Director David McGinnis and his cast of nine actors bring Michael Cristofer's Pulitzer Prize-winning play The Shadow Box to life in a solid and straightforward production that kicks off ACT 1's 2012-13 season at Nashville's Darkhorse Theater.
The Shadow Box-which opened on Broadway in 1977-maintains its dramatic intensity and its ability to engage audiences, but what was once considered innovative and new now seems somewhat predictable and perhaps even dated. The action in Cristofer's play takes place over the course of 24 hours, as we meet three patients and their families who are living out the remainder of their days in cabins on the grounds of a major hospital. Although we are never told what their maladies are, all three of the patients are facing their final days, and each one-in his or her own, deeply personal way-is struggling to come to terms with a terminal diagnosis.
Clearly, The Shadow Box remains relevant despite its age, and the characters created by Cristofer-though easily dismissed as dramatic archetypes-are relatable and accessible in their own ways. In fact, it's somehow remarkable that the play is still so affecting even after countless productions (including the Paul Newman-directed adaptation for TV) over the past 35 years. To McGinnis' great credit, he's assembled a fine cast of local actors to bring the story to life on the Darkhorse stage, and he treats the script reverently, never straying far from Cristofer's original intent.
McGinnis directs this revival of The Shadow Box almost as a choreographer would mount a well-known ballet: staging the three interconnected plotlines as a series of movements as the characters do their shadow box with God, the specter of death hanging heavily over the proceedings. Evocative and emotional, the three separate stories of Joe, Felicity and Brian are tied together neatly and succinctly in the play's unsatisfying final scene.
The stories that converge on the stage are played out in each of the three cabins and in interviews done by the patients and some of their loved ones with an unseen, disembodied psychiatrist who delves beyond the surface in an effort to gauge the affects that a terminal illness has on both the afflicted and those around them. To my way of thinking, this particular dramatic device is what dates The Shadow Box (even if the stories remain just as universal 35 years out from the first time they played). In McGinnis' production, the role of the psychiatrist is played by Joyce Jeffries, whose mellifluous and clipped British tones add gravitas to every line she speaks.
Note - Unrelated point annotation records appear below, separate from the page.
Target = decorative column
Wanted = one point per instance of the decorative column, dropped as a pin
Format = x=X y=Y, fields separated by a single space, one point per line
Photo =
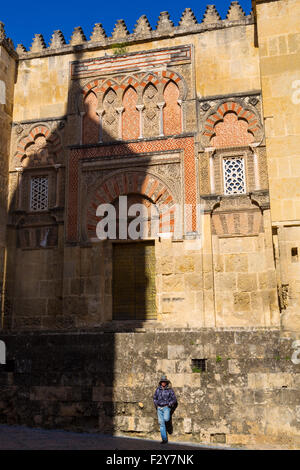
x=161 y=118
x=120 y=111
x=181 y=113
x=19 y=171
x=57 y=199
x=211 y=172
x=100 y=113
x=140 y=108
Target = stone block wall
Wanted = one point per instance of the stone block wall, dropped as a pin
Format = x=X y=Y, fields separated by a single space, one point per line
x=104 y=381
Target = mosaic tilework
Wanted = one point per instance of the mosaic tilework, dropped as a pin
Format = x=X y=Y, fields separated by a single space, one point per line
x=186 y=144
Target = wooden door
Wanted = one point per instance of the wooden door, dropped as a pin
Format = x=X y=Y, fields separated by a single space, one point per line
x=134 y=281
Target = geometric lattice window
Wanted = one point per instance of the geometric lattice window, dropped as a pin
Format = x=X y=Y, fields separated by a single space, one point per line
x=39 y=193
x=234 y=175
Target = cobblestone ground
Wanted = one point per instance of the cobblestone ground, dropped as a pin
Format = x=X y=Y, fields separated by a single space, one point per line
x=24 y=438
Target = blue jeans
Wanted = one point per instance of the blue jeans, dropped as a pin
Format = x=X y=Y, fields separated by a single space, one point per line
x=164 y=415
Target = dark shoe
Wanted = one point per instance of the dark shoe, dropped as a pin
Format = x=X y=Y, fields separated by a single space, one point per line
x=169 y=427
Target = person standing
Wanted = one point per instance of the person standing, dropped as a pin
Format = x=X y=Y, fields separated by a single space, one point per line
x=164 y=400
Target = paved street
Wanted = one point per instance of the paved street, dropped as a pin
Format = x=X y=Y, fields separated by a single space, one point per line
x=24 y=438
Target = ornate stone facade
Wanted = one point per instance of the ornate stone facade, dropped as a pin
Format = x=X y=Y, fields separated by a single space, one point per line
x=189 y=116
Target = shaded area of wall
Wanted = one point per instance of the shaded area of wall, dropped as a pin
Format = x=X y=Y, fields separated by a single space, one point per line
x=248 y=393
x=279 y=51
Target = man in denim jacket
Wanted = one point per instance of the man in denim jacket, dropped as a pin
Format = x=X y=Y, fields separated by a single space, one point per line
x=164 y=400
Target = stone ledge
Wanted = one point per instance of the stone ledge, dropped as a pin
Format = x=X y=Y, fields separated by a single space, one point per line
x=130 y=39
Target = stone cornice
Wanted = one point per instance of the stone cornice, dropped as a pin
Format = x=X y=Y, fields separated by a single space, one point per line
x=119 y=41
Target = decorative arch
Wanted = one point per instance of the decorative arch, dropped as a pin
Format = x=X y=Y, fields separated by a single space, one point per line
x=172 y=109
x=131 y=115
x=90 y=123
x=151 y=111
x=231 y=124
x=40 y=147
x=136 y=182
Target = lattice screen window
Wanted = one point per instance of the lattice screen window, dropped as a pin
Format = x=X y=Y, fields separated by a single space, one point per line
x=234 y=175
x=39 y=193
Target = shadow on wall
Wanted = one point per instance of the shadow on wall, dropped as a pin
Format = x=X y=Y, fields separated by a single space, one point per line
x=60 y=278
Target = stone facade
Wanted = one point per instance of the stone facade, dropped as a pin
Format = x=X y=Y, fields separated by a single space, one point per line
x=194 y=115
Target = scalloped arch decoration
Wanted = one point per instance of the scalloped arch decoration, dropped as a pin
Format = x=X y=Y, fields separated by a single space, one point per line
x=237 y=133
x=131 y=182
x=51 y=138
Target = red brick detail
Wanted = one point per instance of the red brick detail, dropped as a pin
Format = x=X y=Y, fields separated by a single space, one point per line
x=185 y=144
x=171 y=110
x=231 y=125
x=52 y=138
x=90 y=132
x=131 y=116
x=231 y=132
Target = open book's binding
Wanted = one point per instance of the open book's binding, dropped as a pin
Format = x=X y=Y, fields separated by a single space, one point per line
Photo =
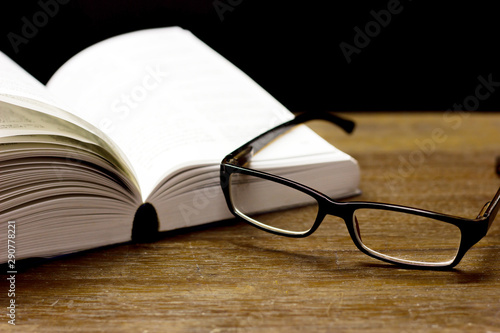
x=71 y=181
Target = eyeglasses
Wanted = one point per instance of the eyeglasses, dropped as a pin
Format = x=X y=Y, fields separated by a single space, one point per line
x=392 y=233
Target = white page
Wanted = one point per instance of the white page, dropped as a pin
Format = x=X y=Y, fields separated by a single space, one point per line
x=165 y=98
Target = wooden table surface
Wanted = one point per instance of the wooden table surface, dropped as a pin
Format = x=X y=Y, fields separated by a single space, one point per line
x=231 y=277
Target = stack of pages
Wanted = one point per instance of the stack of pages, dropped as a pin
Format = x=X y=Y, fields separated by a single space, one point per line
x=145 y=117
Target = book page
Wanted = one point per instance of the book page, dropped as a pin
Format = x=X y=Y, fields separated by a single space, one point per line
x=28 y=108
x=166 y=99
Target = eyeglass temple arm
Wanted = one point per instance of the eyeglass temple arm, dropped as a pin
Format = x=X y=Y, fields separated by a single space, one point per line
x=490 y=209
x=243 y=154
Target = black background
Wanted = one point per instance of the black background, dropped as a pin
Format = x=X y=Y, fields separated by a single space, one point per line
x=428 y=57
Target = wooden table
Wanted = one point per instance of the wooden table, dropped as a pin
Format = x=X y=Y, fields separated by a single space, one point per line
x=231 y=277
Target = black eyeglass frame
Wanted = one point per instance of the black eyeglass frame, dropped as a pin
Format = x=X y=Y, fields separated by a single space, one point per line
x=472 y=230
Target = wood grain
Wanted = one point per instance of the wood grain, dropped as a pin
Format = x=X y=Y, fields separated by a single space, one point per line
x=231 y=277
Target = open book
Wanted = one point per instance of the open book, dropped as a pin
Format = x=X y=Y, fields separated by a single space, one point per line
x=145 y=117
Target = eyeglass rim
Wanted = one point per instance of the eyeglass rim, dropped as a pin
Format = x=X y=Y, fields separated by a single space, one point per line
x=472 y=230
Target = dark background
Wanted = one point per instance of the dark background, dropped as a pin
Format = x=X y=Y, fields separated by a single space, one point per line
x=428 y=57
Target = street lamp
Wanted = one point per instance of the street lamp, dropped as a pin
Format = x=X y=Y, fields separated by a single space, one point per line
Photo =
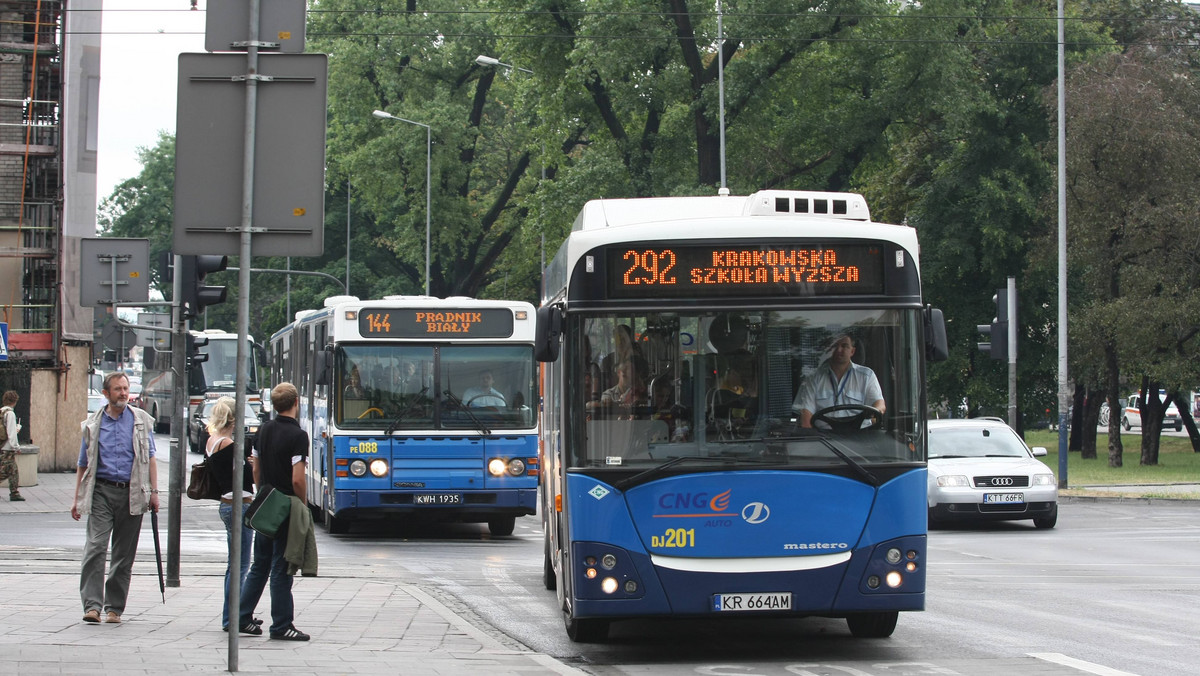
x=429 y=155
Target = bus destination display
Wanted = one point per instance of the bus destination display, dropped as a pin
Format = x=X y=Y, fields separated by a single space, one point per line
x=436 y=323
x=817 y=269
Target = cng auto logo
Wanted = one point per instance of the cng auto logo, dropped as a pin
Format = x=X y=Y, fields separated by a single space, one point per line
x=755 y=513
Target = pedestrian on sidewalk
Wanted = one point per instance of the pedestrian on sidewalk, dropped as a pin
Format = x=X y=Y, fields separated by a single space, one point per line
x=115 y=483
x=9 y=446
x=220 y=450
x=280 y=459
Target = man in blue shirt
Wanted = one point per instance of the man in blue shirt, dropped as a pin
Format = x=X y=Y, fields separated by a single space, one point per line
x=115 y=483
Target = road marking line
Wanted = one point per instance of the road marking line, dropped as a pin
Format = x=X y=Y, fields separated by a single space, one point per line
x=1059 y=658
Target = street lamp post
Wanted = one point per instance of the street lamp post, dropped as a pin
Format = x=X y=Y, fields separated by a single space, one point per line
x=429 y=155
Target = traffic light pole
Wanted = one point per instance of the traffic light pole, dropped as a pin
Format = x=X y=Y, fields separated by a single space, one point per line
x=1012 y=352
x=178 y=431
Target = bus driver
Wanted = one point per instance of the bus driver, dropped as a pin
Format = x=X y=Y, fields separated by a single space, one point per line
x=838 y=382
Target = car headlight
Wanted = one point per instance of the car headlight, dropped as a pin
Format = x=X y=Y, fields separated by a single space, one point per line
x=947 y=480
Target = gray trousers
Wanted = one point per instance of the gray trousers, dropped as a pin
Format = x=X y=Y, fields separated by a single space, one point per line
x=109 y=519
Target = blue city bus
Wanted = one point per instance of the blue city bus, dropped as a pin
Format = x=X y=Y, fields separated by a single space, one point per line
x=391 y=398
x=681 y=476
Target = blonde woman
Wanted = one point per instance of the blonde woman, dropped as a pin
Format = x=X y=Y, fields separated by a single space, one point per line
x=220 y=450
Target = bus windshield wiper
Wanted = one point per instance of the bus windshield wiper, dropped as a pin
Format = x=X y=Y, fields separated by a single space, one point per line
x=479 y=425
x=412 y=406
x=659 y=470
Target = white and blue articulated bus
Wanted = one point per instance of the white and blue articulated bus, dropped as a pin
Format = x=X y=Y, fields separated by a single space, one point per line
x=418 y=408
x=735 y=412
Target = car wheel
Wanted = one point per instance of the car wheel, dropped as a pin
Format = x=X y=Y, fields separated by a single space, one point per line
x=1049 y=520
x=873 y=624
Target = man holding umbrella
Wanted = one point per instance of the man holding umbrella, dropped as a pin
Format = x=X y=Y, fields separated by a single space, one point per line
x=115 y=484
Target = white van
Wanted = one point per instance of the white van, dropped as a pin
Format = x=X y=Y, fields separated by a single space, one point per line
x=1132 y=416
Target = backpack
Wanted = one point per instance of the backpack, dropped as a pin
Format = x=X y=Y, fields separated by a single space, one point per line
x=4 y=425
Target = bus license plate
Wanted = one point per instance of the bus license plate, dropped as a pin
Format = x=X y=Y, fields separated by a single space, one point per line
x=762 y=600
x=437 y=498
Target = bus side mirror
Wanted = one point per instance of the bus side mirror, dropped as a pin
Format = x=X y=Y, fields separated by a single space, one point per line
x=324 y=360
x=936 y=347
x=549 y=334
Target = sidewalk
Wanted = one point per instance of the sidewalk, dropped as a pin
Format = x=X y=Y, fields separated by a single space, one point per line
x=358 y=624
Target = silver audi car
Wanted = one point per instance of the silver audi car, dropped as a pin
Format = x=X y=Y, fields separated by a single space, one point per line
x=982 y=470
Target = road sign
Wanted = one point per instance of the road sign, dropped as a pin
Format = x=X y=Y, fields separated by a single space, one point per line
x=289 y=154
x=114 y=270
x=281 y=22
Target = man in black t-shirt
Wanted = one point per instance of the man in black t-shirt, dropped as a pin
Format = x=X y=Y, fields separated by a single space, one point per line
x=280 y=459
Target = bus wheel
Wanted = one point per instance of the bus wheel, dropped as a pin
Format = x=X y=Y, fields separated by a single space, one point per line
x=502 y=525
x=547 y=570
x=586 y=630
x=873 y=624
x=336 y=525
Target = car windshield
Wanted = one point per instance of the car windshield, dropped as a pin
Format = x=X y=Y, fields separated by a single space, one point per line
x=973 y=441
x=736 y=386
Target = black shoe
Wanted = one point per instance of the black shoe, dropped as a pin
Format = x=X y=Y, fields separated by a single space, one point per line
x=289 y=634
x=251 y=628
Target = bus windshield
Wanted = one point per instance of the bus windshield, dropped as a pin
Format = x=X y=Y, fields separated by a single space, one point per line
x=406 y=387
x=799 y=387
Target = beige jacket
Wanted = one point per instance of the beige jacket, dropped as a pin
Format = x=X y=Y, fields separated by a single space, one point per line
x=139 y=478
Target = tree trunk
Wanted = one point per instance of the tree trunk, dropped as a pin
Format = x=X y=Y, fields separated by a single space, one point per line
x=1113 y=388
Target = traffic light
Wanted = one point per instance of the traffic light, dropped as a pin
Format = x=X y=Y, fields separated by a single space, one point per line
x=193 y=345
x=196 y=294
x=997 y=331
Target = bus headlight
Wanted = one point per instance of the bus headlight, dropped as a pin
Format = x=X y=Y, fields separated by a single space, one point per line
x=498 y=467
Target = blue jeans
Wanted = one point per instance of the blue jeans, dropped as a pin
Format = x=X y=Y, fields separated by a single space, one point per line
x=269 y=562
x=247 y=543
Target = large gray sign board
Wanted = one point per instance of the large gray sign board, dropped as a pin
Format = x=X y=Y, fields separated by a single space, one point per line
x=289 y=155
x=227 y=22
x=108 y=263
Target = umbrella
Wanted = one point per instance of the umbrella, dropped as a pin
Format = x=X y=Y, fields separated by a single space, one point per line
x=157 y=552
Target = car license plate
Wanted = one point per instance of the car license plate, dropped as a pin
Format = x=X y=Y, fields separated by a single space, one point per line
x=437 y=498
x=761 y=600
x=1002 y=498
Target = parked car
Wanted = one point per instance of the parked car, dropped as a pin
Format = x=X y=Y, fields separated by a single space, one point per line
x=197 y=431
x=982 y=470
x=1131 y=417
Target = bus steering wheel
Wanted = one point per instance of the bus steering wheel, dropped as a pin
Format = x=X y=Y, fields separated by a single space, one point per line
x=850 y=423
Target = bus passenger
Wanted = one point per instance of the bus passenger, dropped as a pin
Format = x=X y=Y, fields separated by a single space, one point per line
x=484 y=395
x=630 y=388
x=838 y=382
x=354 y=389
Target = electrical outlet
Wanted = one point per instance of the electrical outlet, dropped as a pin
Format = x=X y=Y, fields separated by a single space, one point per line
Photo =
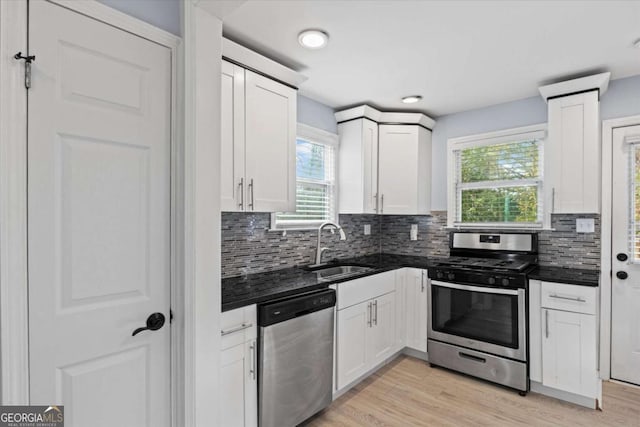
x=414 y=232
x=585 y=225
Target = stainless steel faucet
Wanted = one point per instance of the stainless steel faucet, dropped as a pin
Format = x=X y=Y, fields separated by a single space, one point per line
x=320 y=251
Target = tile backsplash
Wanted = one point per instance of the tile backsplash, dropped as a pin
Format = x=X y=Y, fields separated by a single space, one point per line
x=248 y=246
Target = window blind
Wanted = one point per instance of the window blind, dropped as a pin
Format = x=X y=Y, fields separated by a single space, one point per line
x=499 y=183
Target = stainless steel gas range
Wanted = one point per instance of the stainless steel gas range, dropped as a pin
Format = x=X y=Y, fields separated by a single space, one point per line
x=478 y=319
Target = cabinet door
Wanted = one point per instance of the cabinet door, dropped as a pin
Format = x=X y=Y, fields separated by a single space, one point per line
x=270 y=141
x=398 y=169
x=232 y=144
x=383 y=330
x=239 y=385
x=353 y=328
x=573 y=149
x=416 y=307
x=569 y=352
x=402 y=276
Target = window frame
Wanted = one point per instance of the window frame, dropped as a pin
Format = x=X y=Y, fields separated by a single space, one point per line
x=319 y=136
x=538 y=132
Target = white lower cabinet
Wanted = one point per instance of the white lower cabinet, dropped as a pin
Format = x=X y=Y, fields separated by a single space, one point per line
x=365 y=337
x=416 y=309
x=238 y=368
x=564 y=341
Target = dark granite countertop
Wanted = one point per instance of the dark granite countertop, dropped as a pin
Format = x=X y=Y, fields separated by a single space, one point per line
x=573 y=276
x=261 y=287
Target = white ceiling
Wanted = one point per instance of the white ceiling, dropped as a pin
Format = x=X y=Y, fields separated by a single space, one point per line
x=458 y=55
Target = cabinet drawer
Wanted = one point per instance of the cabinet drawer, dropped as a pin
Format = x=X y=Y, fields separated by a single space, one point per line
x=238 y=326
x=560 y=296
x=359 y=290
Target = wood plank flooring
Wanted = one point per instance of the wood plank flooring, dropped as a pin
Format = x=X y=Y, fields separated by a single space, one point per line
x=408 y=392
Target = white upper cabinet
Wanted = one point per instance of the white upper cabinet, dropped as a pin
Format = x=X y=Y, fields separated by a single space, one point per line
x=258 y=147
x=270 y=132
x=358 y=166
x=572 y=150
x=384 y=168
x=232 y=144
x=404 y=171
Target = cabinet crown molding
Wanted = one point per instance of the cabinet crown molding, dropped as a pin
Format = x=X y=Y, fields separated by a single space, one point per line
x=366 y=111
x=253 y=60
x=582 y=84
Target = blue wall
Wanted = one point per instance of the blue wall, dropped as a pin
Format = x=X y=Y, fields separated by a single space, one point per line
x=622 y=99
x=164 y=14
x=315 y=114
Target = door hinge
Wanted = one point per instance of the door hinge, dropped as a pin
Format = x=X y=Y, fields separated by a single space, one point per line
x=27 y=67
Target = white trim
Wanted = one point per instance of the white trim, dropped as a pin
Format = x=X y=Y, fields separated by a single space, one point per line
x=605 y=238
x=14 y=309
x=108 y=15
x=596 y=81
x=251 y=59
x=202 y=292
x=537 y=131
x=13 y=191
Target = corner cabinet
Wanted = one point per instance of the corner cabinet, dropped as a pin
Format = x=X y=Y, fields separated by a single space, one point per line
x=384 y=168
x=366 y=326
x=564 y=341
x=258 y=142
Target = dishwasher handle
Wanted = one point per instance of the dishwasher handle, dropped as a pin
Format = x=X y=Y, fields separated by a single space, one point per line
x=289 y=308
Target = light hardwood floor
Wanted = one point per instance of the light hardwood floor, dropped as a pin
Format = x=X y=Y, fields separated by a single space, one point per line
x=408 y=392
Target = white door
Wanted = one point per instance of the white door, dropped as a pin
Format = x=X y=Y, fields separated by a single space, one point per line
x=270 y=130
x=352 y=333
x=99 y=220
x=232 y=185
x=398 y=170
x=625 y=246
x=383 y=329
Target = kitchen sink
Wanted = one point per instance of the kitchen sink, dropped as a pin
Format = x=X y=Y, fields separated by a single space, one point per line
x=342 y=271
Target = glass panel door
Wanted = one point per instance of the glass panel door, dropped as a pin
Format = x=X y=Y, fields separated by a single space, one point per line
x=482 y=316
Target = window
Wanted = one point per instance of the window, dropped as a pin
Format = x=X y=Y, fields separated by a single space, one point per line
x=315 y=181
x=496 y=180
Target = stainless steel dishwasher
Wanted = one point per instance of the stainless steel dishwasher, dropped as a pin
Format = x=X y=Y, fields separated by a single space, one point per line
x=296 y=358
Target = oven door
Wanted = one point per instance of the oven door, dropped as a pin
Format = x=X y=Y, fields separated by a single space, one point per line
x=481 y=318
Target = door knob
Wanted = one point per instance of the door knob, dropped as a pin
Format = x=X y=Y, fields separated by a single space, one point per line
x=622 y=275
x=155 y=321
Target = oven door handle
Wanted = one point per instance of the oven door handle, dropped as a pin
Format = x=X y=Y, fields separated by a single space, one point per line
x=485 y=290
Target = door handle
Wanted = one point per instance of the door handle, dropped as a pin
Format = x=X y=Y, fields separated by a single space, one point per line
x=155 y=321
x=546 y=323
x=251 y=188
x=252 y=370
x=375 y=318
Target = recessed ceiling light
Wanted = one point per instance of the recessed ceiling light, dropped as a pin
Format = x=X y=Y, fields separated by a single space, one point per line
x=411 y=99
x=313 y=39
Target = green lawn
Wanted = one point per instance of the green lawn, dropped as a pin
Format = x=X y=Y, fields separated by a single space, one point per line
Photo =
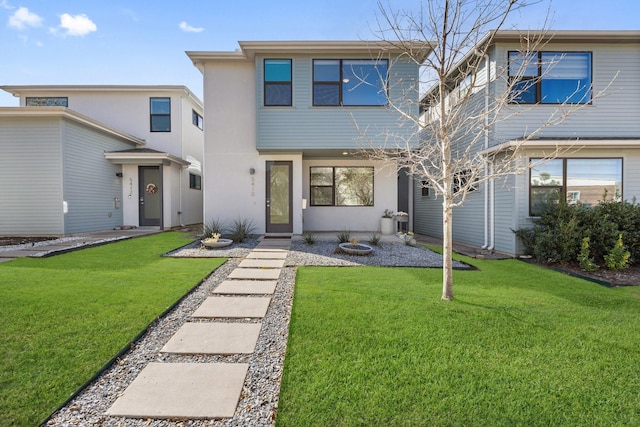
x=64 y=317
x=520 y=345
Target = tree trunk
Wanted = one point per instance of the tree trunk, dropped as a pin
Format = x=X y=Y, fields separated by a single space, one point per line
x=447 y=251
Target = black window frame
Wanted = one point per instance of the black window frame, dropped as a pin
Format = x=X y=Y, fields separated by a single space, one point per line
x=266 y=83
x=153 y=115
x=197 y=119
x=340 y=83
x=334 y=186
x=195 y=181
x=539 y=78
x=562 y=188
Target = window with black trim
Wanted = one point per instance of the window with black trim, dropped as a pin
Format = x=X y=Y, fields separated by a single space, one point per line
x=195 y=181
x=196 y=119
x=160 y=109
x=277 y=82
x=550 y=77
x=583 y=180
x=349 y=82
x=341 y=186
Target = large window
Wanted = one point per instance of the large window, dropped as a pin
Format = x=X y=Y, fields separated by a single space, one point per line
x=160 y=114
x=277 y=82
x=341 y=186
x=349 y=82
x=550 y=77
x=576 y=180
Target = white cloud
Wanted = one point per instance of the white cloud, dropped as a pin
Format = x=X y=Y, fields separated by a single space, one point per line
x=77 y=25
x=22 y=19
x=189 y=29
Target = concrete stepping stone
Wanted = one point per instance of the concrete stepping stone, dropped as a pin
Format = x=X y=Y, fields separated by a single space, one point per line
x=246 y=287
x=261 y=263
x=234 y=307
x=260 y=254
x=214 y=338
x=183 y=390
x=255 y=273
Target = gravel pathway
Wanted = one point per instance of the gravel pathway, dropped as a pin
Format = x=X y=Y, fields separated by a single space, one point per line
x=259 y=398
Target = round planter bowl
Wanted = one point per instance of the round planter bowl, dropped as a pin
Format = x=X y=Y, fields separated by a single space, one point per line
x=359 y=249
x=221 y=243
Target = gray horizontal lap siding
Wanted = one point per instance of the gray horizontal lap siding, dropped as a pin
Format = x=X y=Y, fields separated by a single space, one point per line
x=304 y=126
x=90 y=182
x=30 y=176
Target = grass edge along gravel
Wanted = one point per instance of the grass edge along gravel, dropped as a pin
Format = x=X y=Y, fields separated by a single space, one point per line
x=520 y=345
x=64 y=317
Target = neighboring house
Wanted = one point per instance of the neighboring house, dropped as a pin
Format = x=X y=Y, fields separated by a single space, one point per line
x=602 y=139
x=282 y=139
x=86 y=158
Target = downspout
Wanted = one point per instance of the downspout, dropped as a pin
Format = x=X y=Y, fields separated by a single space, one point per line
x=486 y=146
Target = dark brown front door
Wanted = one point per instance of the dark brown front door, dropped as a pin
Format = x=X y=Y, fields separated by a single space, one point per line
x=279 y=195
x=150 y=200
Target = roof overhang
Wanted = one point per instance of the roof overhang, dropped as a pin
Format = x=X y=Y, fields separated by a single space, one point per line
x=65 y=113
x=249 y=49
x=564 y=144
x=156 y=158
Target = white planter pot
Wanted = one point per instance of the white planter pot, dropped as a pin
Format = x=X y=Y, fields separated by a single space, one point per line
x=386 y=226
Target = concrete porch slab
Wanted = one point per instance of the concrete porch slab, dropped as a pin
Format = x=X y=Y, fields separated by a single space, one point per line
x=261 y=263
x=183 y=390
x=260 y=254
x=214 y=338
x=233 y=307
x=255 y=273
x=246 y=287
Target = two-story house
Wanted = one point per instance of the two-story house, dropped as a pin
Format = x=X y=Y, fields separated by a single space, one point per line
x=599 y=142
x=86 y=158
x=286 y=124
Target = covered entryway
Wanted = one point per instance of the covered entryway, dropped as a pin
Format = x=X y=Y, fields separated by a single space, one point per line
x=279 y=194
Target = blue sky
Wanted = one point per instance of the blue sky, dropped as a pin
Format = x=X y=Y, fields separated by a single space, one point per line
x=44 y=42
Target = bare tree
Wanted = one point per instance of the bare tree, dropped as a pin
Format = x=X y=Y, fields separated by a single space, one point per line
x=467 y=97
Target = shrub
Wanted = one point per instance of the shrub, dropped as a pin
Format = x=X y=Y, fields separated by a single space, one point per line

In Cabin Number 1, we meet Joe (Matthew Smith), a plain-spoken New Yorker who is eager to welcome his wife Maggie (Jennifer Bennett) and son Steve (Wes Richardson) for their first visit. Smith's performance is heartfelt and genuine, to be sure, and his scenes with Bennett reverberate with a sense of honesty that underscores their every moment onstage. Bennett, who has added a string of impressive performances to her resume in the past year, again shows off her range with this emotionally rendered portrayal of a woman who refuses to face the truth of her husband's impending demise. Richardson, who at a young age is already a veteran of local theatre, gives a strong performance as the headstrong teenager, delivering his lines with confidence and appearing very much the equal of his older and more experienced co-stars.
In Cabin 3, Felicity, a sharp-tongued, seemingly cold-hearted old woman (played with the perfect detachment of a senior citizen who's seen far too much of life and endured too much pain), is played with skilled restraint by Pat Rulon. She shares the cabin with her long-suffering and dutiful daughter Agnes (portrayed with focus and an almost heartbreaking genuineness by Memory Strong), who tries to give her dying mother a sense of hope and aspiration by pretending that her long-absent sister Claire is traveling from Mexico to be with their mother once more. As Felicity and Agnes struggle to survive and to throw off the shackles of their interdependence, Rulon and Strong give rich performances, which seem to stem from their characters' shared hardships and heartaches.
Brian, an outspoken gay man, shares Cabin 2 with his "longtime friend" Mark. Played with his trademark wit and measured self-assurance by Macon Kimbrough, Brian's acerbic personality is balanced out by the expression of his deep-seated fears, regrets and recriminations that become evident when Beverly, his ex-wife played by Christi Dortch, surprises him with an unexpected visit. Dortch exudes confidence in her performance, playing Beverly with blowsy, over-the-top bravado that masks her own deeply rooted concerns-both for herself and for Brian, as she learns more of the reality he is facing. As the odd man out in this triangle, Benjamin Papa seems miscast as Mark: his line readings seem forced and lacking in nuance, although in retrospect this could indeed be the result of a choice to more effectively segregate Mark during the high-spirited scenes in which Brian and Beverly recall their shared past and Beverly's sexual peccadilloes. The Cabin 2 scenes would be so much more effective if played with more energy and a sense of the reckless abandon with which Beverly has lived her life.